Felisa Rincón de Gautier (also known as Doña Fela) (January 9, 1897 – September 16, 1994) was the first woman to be elected as the Mayor of a capital city in The Americas.
Rincón de Gautier was born on January 9, 1897 in Ceiba, Puerto Rico. The oldest of all siblings (Felisa, Josefina, Cecilia, Esilda, Ramon, Rafael, Enrique and Rita), she was politically influenced by her father, attorney Enrique Rincón Plumey, family of an earlier Mayor of Yabucoa. Her mother, teacher Rita Marrero Rivera, died when she was around 11 years old. However, her father was determined to give her the best education possible. She went to school in Fajardo, Humacao and Santurce although she did not graduate from high school; in the summers she visited her uncle in San Lorenzo where she learned how to prepare medications pharmacy and became a pharmacist.
After her mother died, her father married Mercedes Acha, the mother of her half brother Manuel. Felisa ran the household and raised her younger brothers and sisters.
In the early 20th Century, "there was no welfare on the island; no social department to provide money or clothing or food for the poor (but) no jibaro would let another jibaro starve. This was the most important truth she learned. The jibaros were a people steeped in tradition, the noblest of which was their hospitality" (Ruth Gruber, Felisa Rincon de Gautier: The Mayor of San Juan).
An expert seamstress, Felisa set herself the goal of creating employment in Puerto Rico by launching a local clothing factory. In order to master necessary skills she worked for two years in New York City during the Great Depression, living with relatives including her sister, Josefina.
Upon her return to San Juan, she entered the wholesale/retail business and opened Felis's Style Shop on Fortaleza Street in Old San Juan. She also managed a flower shop called Miles de Flores. Throughout her lifetime, she remained closely tied to the Roman Catholic Church as she directed her efforts to raising the standards of living for impoverished Puerto Ricans.
Women's rights activist
Rincón de Gautier was a firm believer in the women's right to vote and was an active participant in the suffragist movement, motivating many women to register. When the law allowing women to vote was passed, Rincón de Gautier was the fifth woman to officially register. In 1932, she joined the Liberal Party of Puerto Rico, which believed in Puerto Rico's independence, and was named representative by the party's president Antonio R. Barceló. Motivated by the political ideas of Luis Muñoz Marín, she left the Liberal Party and in 1938 helped organize the Popular Democratic Party of Puerto Rico.
Marriage and family
In 1940, Rincón de Gautier married the San Juan lawyer Genaro A. Gautier, who served as the Assistant Attorney General of Puerto Rico and Secretary General of the Popular Democratic Party. They had no children.

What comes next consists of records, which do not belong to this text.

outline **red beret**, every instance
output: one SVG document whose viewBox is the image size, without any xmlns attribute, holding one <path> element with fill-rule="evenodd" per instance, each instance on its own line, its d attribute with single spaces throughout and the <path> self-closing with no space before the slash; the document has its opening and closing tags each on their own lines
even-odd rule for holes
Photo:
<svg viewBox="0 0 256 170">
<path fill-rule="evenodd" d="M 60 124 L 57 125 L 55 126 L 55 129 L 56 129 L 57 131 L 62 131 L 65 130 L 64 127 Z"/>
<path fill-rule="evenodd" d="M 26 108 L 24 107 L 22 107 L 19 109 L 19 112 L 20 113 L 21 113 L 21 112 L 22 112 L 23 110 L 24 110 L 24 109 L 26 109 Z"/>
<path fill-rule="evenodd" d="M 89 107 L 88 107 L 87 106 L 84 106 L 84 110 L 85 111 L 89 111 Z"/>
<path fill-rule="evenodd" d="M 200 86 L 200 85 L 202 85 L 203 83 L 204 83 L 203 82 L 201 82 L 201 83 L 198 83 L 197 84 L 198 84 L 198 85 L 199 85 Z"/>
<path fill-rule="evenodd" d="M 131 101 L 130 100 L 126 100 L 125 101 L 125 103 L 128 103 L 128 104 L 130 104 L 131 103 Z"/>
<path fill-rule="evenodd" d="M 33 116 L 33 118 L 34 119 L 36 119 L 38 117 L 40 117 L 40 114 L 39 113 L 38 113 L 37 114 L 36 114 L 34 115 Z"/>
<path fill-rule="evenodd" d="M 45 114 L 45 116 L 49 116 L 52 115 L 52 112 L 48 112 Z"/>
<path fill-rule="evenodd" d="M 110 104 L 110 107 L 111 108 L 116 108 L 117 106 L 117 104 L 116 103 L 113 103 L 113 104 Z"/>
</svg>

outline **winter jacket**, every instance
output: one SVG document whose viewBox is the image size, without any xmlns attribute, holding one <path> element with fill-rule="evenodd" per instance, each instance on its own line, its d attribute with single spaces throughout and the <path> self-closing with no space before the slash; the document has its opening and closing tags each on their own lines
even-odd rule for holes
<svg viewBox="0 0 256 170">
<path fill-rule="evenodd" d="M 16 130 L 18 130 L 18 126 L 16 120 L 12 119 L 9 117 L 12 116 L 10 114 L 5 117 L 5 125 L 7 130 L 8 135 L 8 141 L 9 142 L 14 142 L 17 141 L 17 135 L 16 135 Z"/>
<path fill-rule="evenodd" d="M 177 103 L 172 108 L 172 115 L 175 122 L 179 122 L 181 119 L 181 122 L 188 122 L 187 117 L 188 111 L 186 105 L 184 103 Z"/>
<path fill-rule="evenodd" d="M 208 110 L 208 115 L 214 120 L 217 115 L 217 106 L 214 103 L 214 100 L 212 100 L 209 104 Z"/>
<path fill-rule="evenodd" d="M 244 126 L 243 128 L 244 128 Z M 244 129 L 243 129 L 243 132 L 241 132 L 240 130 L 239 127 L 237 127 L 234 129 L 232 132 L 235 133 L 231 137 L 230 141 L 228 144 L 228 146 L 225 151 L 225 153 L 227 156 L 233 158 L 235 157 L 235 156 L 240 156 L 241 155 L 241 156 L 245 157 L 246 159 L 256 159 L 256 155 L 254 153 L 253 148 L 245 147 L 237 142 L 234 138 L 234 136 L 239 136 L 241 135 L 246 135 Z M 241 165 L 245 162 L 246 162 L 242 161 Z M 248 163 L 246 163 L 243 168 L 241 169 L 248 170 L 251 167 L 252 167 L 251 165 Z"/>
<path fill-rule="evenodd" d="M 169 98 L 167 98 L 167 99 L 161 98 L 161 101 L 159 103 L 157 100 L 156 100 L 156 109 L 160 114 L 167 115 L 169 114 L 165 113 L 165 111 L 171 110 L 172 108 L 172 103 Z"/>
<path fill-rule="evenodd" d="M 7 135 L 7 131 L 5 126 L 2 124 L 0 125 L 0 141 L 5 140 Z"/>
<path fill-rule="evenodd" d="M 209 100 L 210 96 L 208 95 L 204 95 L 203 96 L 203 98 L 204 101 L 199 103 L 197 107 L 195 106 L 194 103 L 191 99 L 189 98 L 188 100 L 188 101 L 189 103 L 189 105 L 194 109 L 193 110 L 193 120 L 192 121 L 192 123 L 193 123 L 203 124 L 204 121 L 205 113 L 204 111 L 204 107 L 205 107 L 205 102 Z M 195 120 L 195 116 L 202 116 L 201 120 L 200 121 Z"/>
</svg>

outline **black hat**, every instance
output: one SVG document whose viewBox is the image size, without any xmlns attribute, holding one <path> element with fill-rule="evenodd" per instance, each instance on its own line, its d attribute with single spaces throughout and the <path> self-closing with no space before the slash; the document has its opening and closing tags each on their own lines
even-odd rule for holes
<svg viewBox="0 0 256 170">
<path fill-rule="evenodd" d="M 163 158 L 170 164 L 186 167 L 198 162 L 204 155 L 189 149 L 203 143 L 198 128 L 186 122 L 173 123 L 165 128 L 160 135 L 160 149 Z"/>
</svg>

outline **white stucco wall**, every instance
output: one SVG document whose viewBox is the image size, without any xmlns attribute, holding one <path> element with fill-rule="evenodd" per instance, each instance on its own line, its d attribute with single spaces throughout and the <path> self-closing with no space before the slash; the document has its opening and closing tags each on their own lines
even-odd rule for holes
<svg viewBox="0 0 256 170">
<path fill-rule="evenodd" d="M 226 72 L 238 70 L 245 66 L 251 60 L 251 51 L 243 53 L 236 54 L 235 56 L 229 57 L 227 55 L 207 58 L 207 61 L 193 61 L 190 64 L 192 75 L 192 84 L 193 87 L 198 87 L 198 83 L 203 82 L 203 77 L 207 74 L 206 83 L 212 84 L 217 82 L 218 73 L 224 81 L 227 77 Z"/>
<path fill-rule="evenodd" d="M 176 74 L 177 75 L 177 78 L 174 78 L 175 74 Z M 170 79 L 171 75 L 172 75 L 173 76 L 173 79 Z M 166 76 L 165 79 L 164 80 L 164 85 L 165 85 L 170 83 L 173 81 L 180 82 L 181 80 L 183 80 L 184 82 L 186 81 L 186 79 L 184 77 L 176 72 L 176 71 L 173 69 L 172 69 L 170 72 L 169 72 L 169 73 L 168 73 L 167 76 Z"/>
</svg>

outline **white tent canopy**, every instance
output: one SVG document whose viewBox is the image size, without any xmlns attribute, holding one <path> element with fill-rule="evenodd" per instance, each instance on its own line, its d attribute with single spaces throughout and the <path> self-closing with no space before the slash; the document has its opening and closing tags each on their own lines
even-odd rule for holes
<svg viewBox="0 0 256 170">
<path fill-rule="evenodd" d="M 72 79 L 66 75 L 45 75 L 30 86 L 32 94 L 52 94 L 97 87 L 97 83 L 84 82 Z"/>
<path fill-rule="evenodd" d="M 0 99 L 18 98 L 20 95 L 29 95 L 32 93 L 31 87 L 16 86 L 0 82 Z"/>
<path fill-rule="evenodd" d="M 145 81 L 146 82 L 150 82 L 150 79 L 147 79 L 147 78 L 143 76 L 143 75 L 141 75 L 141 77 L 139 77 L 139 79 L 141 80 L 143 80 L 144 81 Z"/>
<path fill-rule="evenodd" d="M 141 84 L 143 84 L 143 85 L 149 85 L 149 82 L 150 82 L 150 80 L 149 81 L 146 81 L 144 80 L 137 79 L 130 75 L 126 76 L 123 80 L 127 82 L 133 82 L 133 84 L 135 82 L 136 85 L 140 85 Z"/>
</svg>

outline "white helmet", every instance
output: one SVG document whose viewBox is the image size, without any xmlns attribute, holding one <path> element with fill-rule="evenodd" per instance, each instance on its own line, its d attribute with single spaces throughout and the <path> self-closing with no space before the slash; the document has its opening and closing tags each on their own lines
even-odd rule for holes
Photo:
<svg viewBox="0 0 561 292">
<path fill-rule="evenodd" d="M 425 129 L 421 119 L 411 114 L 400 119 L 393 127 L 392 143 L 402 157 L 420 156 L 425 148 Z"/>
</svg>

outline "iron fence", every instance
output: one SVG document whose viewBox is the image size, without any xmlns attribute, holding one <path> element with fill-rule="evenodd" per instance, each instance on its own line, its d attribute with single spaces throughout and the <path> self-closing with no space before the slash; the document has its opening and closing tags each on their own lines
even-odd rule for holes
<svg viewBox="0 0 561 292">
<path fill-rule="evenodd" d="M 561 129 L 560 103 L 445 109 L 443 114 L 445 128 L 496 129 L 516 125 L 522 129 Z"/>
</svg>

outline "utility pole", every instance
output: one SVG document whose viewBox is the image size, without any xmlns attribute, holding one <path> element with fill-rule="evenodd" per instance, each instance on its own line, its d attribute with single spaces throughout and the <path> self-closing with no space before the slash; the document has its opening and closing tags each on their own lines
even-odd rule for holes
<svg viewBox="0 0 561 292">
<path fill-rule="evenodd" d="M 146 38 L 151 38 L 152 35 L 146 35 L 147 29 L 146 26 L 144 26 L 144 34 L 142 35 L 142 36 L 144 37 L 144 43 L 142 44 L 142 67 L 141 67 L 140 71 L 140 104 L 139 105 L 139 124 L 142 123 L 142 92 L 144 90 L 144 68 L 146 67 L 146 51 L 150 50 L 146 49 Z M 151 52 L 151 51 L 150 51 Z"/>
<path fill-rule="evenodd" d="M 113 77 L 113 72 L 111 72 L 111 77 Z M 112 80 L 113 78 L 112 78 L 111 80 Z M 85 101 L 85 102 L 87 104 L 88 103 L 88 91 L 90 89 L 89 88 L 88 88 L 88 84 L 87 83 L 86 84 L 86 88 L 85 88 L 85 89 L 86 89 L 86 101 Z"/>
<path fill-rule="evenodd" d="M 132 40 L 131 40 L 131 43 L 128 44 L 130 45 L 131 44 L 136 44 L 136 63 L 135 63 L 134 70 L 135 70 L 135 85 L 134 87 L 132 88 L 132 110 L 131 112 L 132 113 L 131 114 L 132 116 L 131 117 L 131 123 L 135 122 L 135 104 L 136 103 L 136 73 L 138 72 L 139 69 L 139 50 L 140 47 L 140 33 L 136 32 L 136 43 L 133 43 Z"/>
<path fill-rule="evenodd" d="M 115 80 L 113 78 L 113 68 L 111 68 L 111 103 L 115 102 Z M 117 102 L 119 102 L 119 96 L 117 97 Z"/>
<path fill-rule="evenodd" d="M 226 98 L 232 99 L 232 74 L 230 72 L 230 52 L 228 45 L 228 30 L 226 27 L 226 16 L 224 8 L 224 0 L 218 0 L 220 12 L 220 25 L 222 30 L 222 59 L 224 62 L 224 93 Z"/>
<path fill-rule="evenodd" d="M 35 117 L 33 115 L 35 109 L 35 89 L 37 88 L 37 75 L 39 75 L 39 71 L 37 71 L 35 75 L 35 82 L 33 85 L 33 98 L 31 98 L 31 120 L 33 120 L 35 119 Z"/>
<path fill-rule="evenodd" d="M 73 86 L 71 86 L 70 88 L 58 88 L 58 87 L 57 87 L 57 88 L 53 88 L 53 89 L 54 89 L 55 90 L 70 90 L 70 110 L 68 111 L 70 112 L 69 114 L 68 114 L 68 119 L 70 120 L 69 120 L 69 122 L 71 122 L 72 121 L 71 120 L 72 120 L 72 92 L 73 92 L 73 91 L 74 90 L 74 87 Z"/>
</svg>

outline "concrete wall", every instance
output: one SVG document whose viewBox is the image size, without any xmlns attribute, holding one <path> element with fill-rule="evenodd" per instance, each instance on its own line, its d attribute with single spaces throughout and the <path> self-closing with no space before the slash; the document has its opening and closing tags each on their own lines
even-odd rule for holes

In 1946, she was elected mayor of San Juan - the first woman mayor of a capital city in the Americas. Under her leadership, San Juan was transformed into a Latin-American urban center. Rincón de Gautier designed innovative public services and established the first preschool centers called "Las Escuelas Maternales", which would eventually become the model for the Head Start programs in the United States. She also renovated the public health system and was responsible for the establishment of the School of Medicine in San Juan.
Rincón worked with Ricardo Alegría to restore and conserve the historical structures of Old San Juan and provided housing and basic services to thousands of people. In 1951, during the Cold War era, she ordered the establishment of the island's first Civil Defense system which was under the directorship of Colonel Gilberto José Marxuach. She often opened City Hall to the public and listened to concerns of the residents of the city. In 1959, San Juan was awarded the All American City Award.
Rincón de Gautier started a Christmas tradition, which would be continued every year by the governors of Puerto Rico. On the Día de los Reyes (Three Kings Day), celebrated on January 6, she would bring gifts and treats to the poor and needy children. In 1952, 1953 and 1954, she had plane loads of snow delivered to San Juan so that the children who had never seen or played in snow would be able to do so.
Rincón was mayor of San Juan for 22 years, from 1946 to 1968. Upon retiring, she served as the American Goodwill Ambassador for four United States Presidents. She served in Latin America, Asia, and Europe promoting friendship between those regions and the United States. When Felisa Rincón de Gautier died in San Juan, aged 97, on September 16, 1994, she was given the burial honors of a head of state. Dignitaries from all over the world attended her funeral service. Felisa Rincón de Gautier was buried at the Municipal Cemetery Monacillos in Rio Piedras, Puerto Rico
In both Puerto Rico and the United States, numerous public structures and avenues have been named in honor of Rincón de Gautier. There is a Felisa Rincón de Gautier Museum and a parking lot with the name of Doña Fela on Recinto Sur Street in Old San Juan. In New York City, both the Felisa Rincón de Gautier Institute for Law & Public Policy in the Bronx, and a public school (PS 376) in Brooklyn, New York are named in her honor.